Bagaimana ini? Pasti akan terjadi hal buruk jika semua orang di sekolah ini tau bahwa aku membantu mengantarkan surat ini kepada pacar Luna. Pasti mereka akan salah paham. Aduh! aku membatin.

**

"Kak Gavin, bisakah kau kemari sebentar? Ada sesuatu yang dititipkan pacarmu kepadaku" begitu pesan singkat yang ku kirim, dan pesan itu langsung dibaca. 

Awalnya aku tidak berharap akan dibaca secepat ini karena aku masih ingin di perpustakaan untuk membaca, tapi ya sudahlah aku akan turun sebentar lalu kembali.
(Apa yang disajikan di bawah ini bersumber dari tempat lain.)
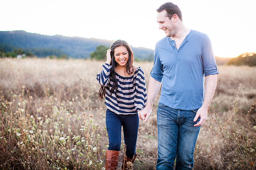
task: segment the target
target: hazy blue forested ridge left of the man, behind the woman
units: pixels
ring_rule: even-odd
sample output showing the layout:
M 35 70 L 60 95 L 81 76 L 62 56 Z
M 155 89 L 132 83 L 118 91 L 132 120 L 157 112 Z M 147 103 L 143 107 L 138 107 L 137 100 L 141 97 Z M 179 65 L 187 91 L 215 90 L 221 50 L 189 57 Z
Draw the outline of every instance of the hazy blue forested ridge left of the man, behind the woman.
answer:
M 97 46 L 109 47 L 113 42 L 114 40 L 65 37 L 62 35 L 49 36 L 26 31 L 0 31 L 0 49 L 5 52 L 12 52 L 14 49 L 21 48 L 25 53 L 32 52 L 38 57 L 66 54 L 71 58 L 89 58 Z M 143 47 L 132 47 L 132 49 L 135 58 L 152 61 L 154 50 Z

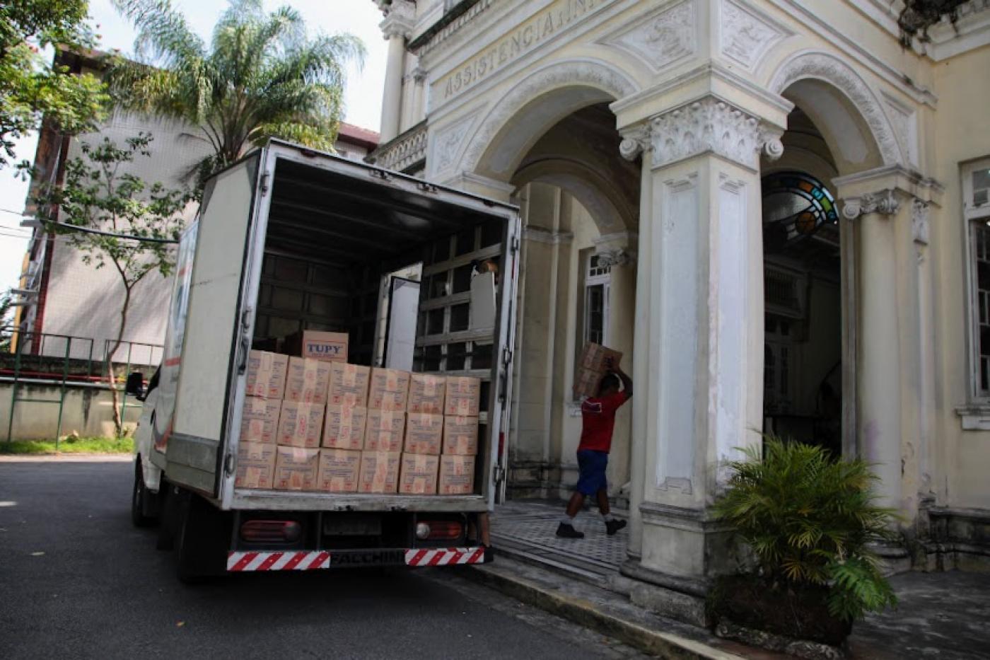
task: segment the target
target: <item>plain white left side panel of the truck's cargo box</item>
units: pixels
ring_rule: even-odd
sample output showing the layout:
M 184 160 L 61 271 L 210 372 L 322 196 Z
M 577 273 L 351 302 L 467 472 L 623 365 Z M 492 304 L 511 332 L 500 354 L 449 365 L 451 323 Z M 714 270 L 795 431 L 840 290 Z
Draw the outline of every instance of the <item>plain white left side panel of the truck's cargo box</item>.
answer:
M 189 294 L 175 433 L 219 444 L 254 191 L 251 160 L 220 174 L 202 213 Z M 253 166 L 252 166 L 253 165 Z M 190 341 L 195 338 L 195 341 Z M 169 462 L 172 457 L 169 455 Z

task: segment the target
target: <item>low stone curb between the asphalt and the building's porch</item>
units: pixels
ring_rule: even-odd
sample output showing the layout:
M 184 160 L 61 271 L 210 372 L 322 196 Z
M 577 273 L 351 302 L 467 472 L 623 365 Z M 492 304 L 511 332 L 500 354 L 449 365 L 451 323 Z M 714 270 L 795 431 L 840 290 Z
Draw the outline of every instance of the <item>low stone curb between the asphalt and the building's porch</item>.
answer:
M 505 566 L 510 563 L 513 562 L 499 557 L 495 564 L 470 567 L 463 571 L 462 575 L 527 605 L 540 607 L 579 625 L 619 639 L 646 653 L 663 658 L 690 660 L 743 659 L 743 656 L 728 653 L 704 642 L 651 629 L 642 622 L 608 611 L 606 607 L 589 599 L 554 590 L 523 575 L 514 574 L 511 567 Z M 500 564 L 504 568 L 498 568 Z M 505 570 L 506 568 L 510 570 Z

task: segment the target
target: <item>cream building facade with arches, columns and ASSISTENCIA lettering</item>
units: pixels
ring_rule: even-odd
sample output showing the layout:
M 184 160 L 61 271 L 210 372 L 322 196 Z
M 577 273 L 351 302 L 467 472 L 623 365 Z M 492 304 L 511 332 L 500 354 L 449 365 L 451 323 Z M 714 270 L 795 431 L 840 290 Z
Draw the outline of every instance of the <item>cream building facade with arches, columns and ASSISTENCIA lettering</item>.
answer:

"Kau di mana? Aku akan mendatangimu"

"Aku sedang di perpustakaan. Sebentar lagi aku turun."

"Tidak usah, tunggulah sebentar di sana. Aku datang."

Aku ingin menolaknya, tapi terlambat karena Gavin sudah di ambang pintu perpustakaan sedang mencari keberadaan ku.

Aku berpikir keras agar aku tidak memberikan surat dari Luna kepadanya secara langsung. 

Ah, sebaiknya ku tinggalkan di meja lalu pergi, aku membatin sembari meletakkan surat. Lalu bagaimana dengan kue susu nya? Apa ku tinggalkan juga?

Selekasnya aku meninggalkan surat dan biskuit susu itu di meja. Sebenarnya aku ingin biskuit yang diberikan Luna untu ku. Tapi aku alergi susu sapi, sungguh disayangkan karena aku tidak bisa mencicipinya.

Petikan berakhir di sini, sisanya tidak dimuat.